Sprachförderbedarf bei Erstklässlern deutlich gestiegen

Hedi Thelen hinterfragt Fördermaßnahmen der Landesregierung

 

Die Schuleingangsuntersuchungen des Gesundheitsamtes haben gezeigt, dass der Sprachförderbedarf der Erstklässler im Kreis Mayen-Koblenz deutlich von 11,3 Prozent in 2009 auf 16,8 Prozent für 2015/2016 gestiegen ist. Sprachprobleme von Ausländern und Flüchtlingen und deren Förderbedarf sind hier bereits heraus gerechnet.

 

Dies überrascht, da die Landesregierung seit 2006 erhebliche Mittel zur Förderung von Sprachfördermaßnahmen in Kindergärten sowie von Maßnahmen der Vorbereitung des Übergangs vom Kindergarten zur Grundschule investiert.
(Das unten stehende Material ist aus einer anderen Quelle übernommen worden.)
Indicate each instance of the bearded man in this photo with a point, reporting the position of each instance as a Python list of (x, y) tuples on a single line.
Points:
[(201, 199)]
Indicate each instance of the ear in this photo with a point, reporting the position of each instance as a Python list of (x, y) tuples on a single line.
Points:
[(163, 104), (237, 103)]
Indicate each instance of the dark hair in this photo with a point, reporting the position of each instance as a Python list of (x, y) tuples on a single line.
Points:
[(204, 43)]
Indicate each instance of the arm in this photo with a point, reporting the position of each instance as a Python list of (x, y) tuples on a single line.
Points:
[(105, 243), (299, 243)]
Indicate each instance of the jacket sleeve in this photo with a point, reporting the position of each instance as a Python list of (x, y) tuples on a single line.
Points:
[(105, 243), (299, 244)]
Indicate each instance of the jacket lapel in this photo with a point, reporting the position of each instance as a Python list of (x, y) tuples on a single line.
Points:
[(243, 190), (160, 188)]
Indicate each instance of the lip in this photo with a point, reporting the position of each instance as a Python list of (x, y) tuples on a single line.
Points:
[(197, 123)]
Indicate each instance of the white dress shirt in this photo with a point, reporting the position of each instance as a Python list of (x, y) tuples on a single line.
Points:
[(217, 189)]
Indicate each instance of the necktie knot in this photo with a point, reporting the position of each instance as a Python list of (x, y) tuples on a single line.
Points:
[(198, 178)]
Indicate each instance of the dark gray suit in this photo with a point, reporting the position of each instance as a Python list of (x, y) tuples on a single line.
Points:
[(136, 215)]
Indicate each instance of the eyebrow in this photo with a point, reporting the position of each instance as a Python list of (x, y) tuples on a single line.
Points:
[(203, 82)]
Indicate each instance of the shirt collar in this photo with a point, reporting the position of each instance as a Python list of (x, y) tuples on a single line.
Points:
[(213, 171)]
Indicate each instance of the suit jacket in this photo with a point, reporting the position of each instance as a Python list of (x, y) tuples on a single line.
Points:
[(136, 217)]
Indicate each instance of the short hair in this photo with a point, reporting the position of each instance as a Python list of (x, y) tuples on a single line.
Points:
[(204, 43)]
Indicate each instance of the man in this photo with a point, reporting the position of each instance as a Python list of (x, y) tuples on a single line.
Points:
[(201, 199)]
Die landeseigene Evaluation der Sprachförderung aus dem Jahr 2013 kommt zu dem Ergebnis, dass es kaum Aktivitäten zur Unterstützung komplexer Denkprozesse der Kinder gibt und die Unterstützung der Sprachfähigkeit der Kinder zu niedrig ist. Die Sprachbezogene Prozessqualität ist in allen untersuchten Bereichen als mittelmäßig einzustufen.

 

Vor diesem Hintergrund fragt die Landtagsabgeordnete Hedi Thelen aus Plaidt in einer Kleinen Anfrage an die Landesregierung, ob landesweite Zahlen für den Sprachförderbedarf vorliegen und wie sich das Problem landesweit darstellt. Weiterhin möchte die Sozialpolitikerin wissen, wo die Landesregierung Fehler bei den bisherigen Sprachfördermaßnahmen sieht und welche Konsequenzen gezogen wurden und werden. „Ich sehe dringenden Handlungsbedarf. Für die Bildung unserer Kinder ist die Sprachkompetenz eine Grundvoraussetzung. Es müssen Fördermaßnahmen gefunden werden, die bereits in den Kitas greifen und für die betroffenen Kinder den Übergang von der Kita in die Schule erleichtern“, so Hedi Thelen. Im Juli wird die Antwort der Landesregierung vorliegen.